第6話:ゲロの放物線・激鍋パ

 ムーディーナインマキシマム(でけえスーパー)で鯉魚が酒と煙草を買っている間に、忍者は一人で食材を買い込んでいた。


 総勢三人の忍者と幽霊を連れて、鯉魚はダグマンハイツ一〇五号室に戻った。


「そういや忍者って部屋出る時どうしてんの? 合鍵作ったとか?」


「壁抜けの術を使っております!!」


「金入ったら合鍵造りにいこうな……」


 鯉魚は鍵を開けて、中に入った。


「おかえり~」


 身長約六〇センチの日本人形・栞が迎えてくれた。


「いやー、なんの準備もなく引っ越すのってほんと大変」


「引っ越してから実感する馬鹿が言うんじゃないわよ。っていうか豹衛なんで三人もいるの?」


「荷物持ちであります!!」


「え、豹衛個人に頼んだ買い物はあるにしても、鯉魚の手持ちのお金でそんなに買えないわよね……」


「奢られたので奢り返しました!!」


「おうコラ鯉魚。豹衛にたかるなっつったろうが」


 忍者が本当の事を言うと、何故か栞は思い切り鯉魚に向けてメンチ切ってきた。


「だからさぁー。奢って貰ったんじゃなくて私が先に朝ごはん奢って、そのお返しに色々買って貰ったってわけ」


 鯉魚は唯一自分で持っている買い物袋から煙草のカートンと小さなウイスキーの瓶を取り出し、テーブルの上に置いた。


「あ、ライター買い忘れた」


「人に奢らせた上に自分の買い物できないって頭スポンジでできてんの?」


「生理用ナプキンが詰まってんだよ」


「Egg……それより、食事作るからちょっと待ってなさい」


「うぇーい」


 忍者が食料を買っていたのはこの為だったのかと鯉魚はちょっと感動した。肉親以外からの人間の手料理なんて大分久しぶりだ。※人間ではありません。


「では我らも失礼して」


「人間の食事に混ざってもあまり意味はないんですけどね私は……」


 忍者と尼足もテーブルにつく。


「あ、忍者さっきの灰皿出して。早速使いたい」


「御意」


 忍者は買い物袋の山を漁り出した。


「そう言えば、鯉魚さんって元は何をしていらしたんですか? ご職業」


 尼足がテーブルに肘を乗せて尋ねてくる。


「ロックバンドのギタリストだよ」


「そういう夢を見ていたんですね」


「夢じゃねえよ人をなんだと思ってんだ」


「マ〇カス……」


「それは否定しないけどさあ……」


「灰皿であります!! バンドならばあのギターも分かりますな!!」


「忍者は話が分かるなあ」


 鯉魚は灰皿を受け取り、蓋を開けた。一つのりんごないしトマトを横半分に割るみたいに開いた。鯉魚は少し前の事を思い出しながら煙草に火をつけた。小さな火は思い出を映してはくれない。

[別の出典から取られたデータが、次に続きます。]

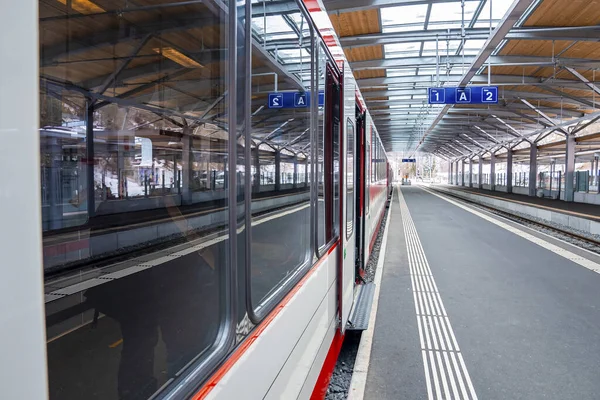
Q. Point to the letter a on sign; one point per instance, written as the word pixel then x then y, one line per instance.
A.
pixel 463 95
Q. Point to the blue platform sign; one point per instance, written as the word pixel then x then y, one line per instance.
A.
pixel 275 100
pixel 464 95
pixel 293 99
pixel 437 96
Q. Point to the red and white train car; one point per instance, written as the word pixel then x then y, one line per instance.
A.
pixel 203 227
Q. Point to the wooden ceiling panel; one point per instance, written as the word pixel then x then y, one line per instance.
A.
pixel 369 73
pixel 542 48
pixel 584 50
pixel 364 53
pixel 356 22
pixel 566 13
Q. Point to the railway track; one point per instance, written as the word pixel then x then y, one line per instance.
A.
pixel 595 244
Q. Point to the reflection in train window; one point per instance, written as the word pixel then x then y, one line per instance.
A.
pixel 280 134
pixel 133 152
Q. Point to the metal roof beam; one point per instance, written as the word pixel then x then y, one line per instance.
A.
pixel 496 61
pixel 575 33
pixel 511 80
pixel 585 102
pixel 584 79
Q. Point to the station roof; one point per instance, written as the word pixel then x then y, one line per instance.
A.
pixel 543 56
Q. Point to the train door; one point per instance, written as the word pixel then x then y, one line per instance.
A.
pixel 348 232
pixel 359 185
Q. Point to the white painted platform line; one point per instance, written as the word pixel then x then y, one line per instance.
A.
pixel 363 357
pixel 446 374
pixel 584 262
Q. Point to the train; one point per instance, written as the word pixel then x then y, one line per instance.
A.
pixel 197 189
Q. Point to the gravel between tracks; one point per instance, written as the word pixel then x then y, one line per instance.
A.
pixel 342 373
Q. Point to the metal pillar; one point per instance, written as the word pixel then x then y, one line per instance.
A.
pixel 493 172
pixel 256 162
pixel 596 172
pixel 456 174
pixel 569 168
pixel 89 155
pixel 186 169
pixel 306 172
pixel 509 181
pixel 470 172
pixel 532 169
pixel 480 172
pixel 55 187
pixel 295 172
pixel 277 170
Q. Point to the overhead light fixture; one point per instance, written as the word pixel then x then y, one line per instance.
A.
pixel 83 6
pixel 177 56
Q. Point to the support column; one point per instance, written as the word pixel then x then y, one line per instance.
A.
pixel 186 168
pixel 306 172
pixel 532 169
pixel 509 181
pixel 90 160
pixel 569 168
pixel 480 172
pixel 493 172
pixel 277 170
pixel 295 172
pixel 596 172
pixel 470 172
pixel 256 163
pixel 456 174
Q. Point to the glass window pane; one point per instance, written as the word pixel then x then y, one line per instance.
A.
pixel 349 177
pixel 320 162
pixel 280 239
pixel 133 142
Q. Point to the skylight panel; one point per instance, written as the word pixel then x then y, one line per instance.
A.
pixel 473 47
pixel 400 97
pixel 451 12
pixel 401 72
pixel 403 18
pixel 293 55
pixel 427 71
pixel 499 9
pixel 410 49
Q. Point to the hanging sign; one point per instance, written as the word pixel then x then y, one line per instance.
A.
pixel 293 99
pixel 463 95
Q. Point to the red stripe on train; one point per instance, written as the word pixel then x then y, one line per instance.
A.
pixel 63 248
pixel 322 384
pixel 239 352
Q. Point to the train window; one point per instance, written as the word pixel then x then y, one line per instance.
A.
pixel 349 177
pixel 320 149
pixel 367 175
pixel 134 150
pixel 280 232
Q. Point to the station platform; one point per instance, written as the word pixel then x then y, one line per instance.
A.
pixel 475 306
pixel 590 211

 仲間は今どうしているだろう……連絡を取れないではないが、いつの間にか気を使ってしまうような間柄になっているのが悲しい気持ちがある。


「バンドって言うならライブ映像とかネットに出してないんですか? っていうか音源とか……」


 尼足は納得していないようなので、鯉魚は黙らせる意味でスマホを取った。


「まぁーそんな有名なバンドじゃないんだけどさあ」


 鯉魚は自分が所属していたバンドのMVを開いて、二人に見せた。


「私にも見せなさい!!」


 そこに物凄い速度で栞が突っ込んできた。足でまな板を抱え込んで白菜を切っている。


「じゃー再生」


 鯉魚がいたバンドの曲が流れ出す。ライブでは結成初期から定番のナンバーだったが、出したのはメジャーデビューした後だ。出し惜しみする物でもなかったかななど、今は思ってしまう。

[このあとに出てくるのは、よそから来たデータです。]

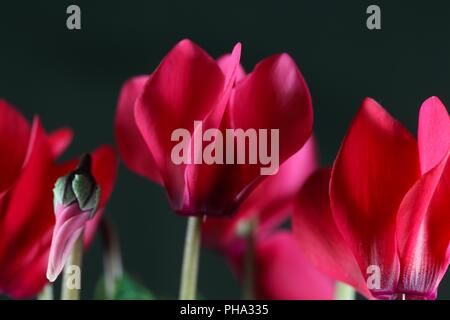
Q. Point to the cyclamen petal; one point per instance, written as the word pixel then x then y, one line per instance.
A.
pixel 70 223
pixel 391 213
pixel 375 167
pixel 190 87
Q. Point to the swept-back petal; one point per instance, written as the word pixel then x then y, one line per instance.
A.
pixel 70 223
pixel 132 147
pixel 434 133
pixel 375 167
pixel 14 142
pixel 185 88
pixel 270 203
pixel 320 238
pixel 423 233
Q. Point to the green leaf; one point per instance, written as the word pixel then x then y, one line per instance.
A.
pixel 126 289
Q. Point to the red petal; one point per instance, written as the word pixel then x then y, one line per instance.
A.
pixel 14 141
pixel 423 232
pixel 319 237
pixel 376 166
pixel 434 133
pixel 270 203
pixel 227 62
pixel 60 140
pixel 273 96
pixel 131 144
pixel 25 226
pixel 186 87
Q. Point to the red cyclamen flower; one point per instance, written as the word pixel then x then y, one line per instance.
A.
pixel 269 204
pixel 384 206
pixel 79 203
pixel 190 86
pixel 28 174
pixel 281 270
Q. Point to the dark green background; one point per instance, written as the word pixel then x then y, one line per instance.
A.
pixel 73 78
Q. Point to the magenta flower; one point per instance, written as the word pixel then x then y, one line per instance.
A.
pixel 384 206
pixel 190 86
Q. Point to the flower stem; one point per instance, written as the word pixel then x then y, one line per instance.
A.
pixel 71 283
pixel 248 284
pixel 189 272
pixel 46 293
pixel 112 259
pixel 344 292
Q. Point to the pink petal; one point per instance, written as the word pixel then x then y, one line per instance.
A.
pixel 186 87
pixel 131 144
pixel 14 140
pixel 70 222
pixel 26 223
pixel 270 203
pixel 275 96
pixel 320 238
pixel 434 133
pixel 226 62
pixel 376 166
pixel 104 169
pixel 423 233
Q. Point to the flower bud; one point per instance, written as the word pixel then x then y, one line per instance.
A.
pixel 76 199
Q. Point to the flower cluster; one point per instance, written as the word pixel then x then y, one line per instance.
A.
pixel 377 220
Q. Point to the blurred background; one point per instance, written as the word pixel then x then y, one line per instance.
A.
pixel 72 78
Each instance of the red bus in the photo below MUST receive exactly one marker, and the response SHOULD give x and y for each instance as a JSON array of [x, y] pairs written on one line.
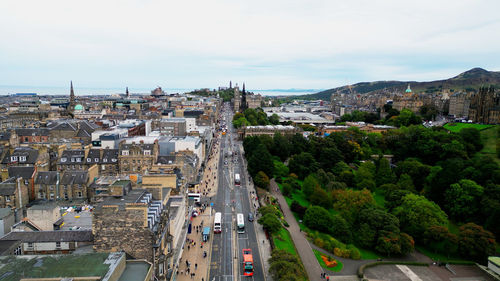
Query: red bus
[[247, 262]]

「この透明感があるギター、聞いた事があります……!」


 尼足はどうやら『理解った』らしい。


「このバンド、確か何人か前の住民殿が好きだった……確か『ハンドで死す』という……」


「『Phantom Fish』な。」


 初めてバンドに書き下ろした曲が流れている中で、色々な思い出が鯉魚の頭の中を駆け巡った。


「え、結構売れてたバンドじゃなかった? 午錦さんこのバンドのTシャツ着てたわよね?」


 呪いの人形に認知されているバンドも他にそうそうないのではないかと、鯉魚はちょっとメンバーに自慢したくなった。午錦さんが誰なのかは分からなかった。

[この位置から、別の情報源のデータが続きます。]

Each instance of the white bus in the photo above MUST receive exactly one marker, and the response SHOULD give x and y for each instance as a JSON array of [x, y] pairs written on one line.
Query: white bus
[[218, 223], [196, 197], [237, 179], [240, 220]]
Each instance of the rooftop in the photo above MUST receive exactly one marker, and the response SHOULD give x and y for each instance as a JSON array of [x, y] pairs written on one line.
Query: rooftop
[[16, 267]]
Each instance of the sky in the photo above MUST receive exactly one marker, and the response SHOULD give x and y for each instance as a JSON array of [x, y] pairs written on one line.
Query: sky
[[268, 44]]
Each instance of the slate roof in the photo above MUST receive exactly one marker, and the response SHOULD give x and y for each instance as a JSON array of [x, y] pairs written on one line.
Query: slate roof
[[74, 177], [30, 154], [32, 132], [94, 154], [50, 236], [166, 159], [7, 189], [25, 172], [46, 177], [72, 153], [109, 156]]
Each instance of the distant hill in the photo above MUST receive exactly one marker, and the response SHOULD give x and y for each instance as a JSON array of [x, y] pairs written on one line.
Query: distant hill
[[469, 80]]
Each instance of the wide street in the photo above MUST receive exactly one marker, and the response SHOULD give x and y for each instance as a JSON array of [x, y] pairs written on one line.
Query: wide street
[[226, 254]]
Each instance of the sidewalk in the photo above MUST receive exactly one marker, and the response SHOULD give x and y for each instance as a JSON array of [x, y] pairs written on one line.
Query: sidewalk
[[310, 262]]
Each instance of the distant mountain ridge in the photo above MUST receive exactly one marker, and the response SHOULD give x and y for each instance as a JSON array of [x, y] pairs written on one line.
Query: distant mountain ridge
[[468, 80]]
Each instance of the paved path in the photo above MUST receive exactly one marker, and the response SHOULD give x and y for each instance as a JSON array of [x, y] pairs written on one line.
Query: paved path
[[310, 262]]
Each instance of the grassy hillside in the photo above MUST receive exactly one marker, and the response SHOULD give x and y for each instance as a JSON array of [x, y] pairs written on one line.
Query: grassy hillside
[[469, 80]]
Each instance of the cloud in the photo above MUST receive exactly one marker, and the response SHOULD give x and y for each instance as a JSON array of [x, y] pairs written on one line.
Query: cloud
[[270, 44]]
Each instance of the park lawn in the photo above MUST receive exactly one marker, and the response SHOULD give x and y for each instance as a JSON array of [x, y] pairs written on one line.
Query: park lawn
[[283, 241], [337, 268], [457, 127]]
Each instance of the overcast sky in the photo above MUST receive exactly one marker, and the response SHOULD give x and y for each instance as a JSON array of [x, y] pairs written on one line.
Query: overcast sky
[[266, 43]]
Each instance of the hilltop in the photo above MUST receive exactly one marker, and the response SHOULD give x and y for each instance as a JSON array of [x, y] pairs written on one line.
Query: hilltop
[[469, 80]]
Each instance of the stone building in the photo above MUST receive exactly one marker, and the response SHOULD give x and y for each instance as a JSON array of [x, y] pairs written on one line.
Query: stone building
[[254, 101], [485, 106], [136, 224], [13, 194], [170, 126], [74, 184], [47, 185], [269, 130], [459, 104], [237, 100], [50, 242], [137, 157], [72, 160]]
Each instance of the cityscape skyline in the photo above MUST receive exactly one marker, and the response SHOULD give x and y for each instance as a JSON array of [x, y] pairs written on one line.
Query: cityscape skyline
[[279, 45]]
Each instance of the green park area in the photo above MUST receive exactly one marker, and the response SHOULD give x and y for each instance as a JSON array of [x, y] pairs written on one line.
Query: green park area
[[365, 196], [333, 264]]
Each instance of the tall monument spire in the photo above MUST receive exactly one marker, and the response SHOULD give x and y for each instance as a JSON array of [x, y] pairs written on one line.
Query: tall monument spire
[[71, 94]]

「いやー……まあでも、なかなかメジャーで続けるのって大変だからさ」


「大リーグにいったバンド……」


「メジャーデビューまでいったバンドだよバンドが大リーグにいってどうすんだ忍者大丈夫か」


 とりあえず、忍者になんの知識もないらしいという事は分かった。


「お金が入るって嘘ではなかったのね……」


「おいおい、私は逃げも隠れもするし屁もこくが、嘘は吐かない女だぜ」


 実際、もうすぐ印税が入るという事情はある。そう、所持金三万円でも鯉魚があまり焦っていなかったのは単に金が入る予定があったからという物だ。


「でもこのバンド、今は休養とかいって活動してませんよね」


「まーね」


「尼足! 空気を読みなさい!」


 栞は躊躇いなく包丁で尼足の頭を叩き割った。尼足の頭はトマトみたいに割れ、床やテーブルに吸い込まれる血がブシャッと流れた。


「いやそんな気ぃ使われる事でもないよ。っていうか気を使うより料理をおくれ。酒が飲みたいわ」


「そうね。おつまみも一品上げるわ」


 鯉魚は内心穏やかだった。


 別にバンドが休養している事を外から何か言われても、特に自分の中に響く物はない。まあそんなもんかと思う程度だ。酒を飲みたくなるのは自分が酒カスだからに過ぎない。


 それでも――Phantom Fishのメンバーやスタッフと飲めたらいいなと思ってしまうのはどうしてか分からない。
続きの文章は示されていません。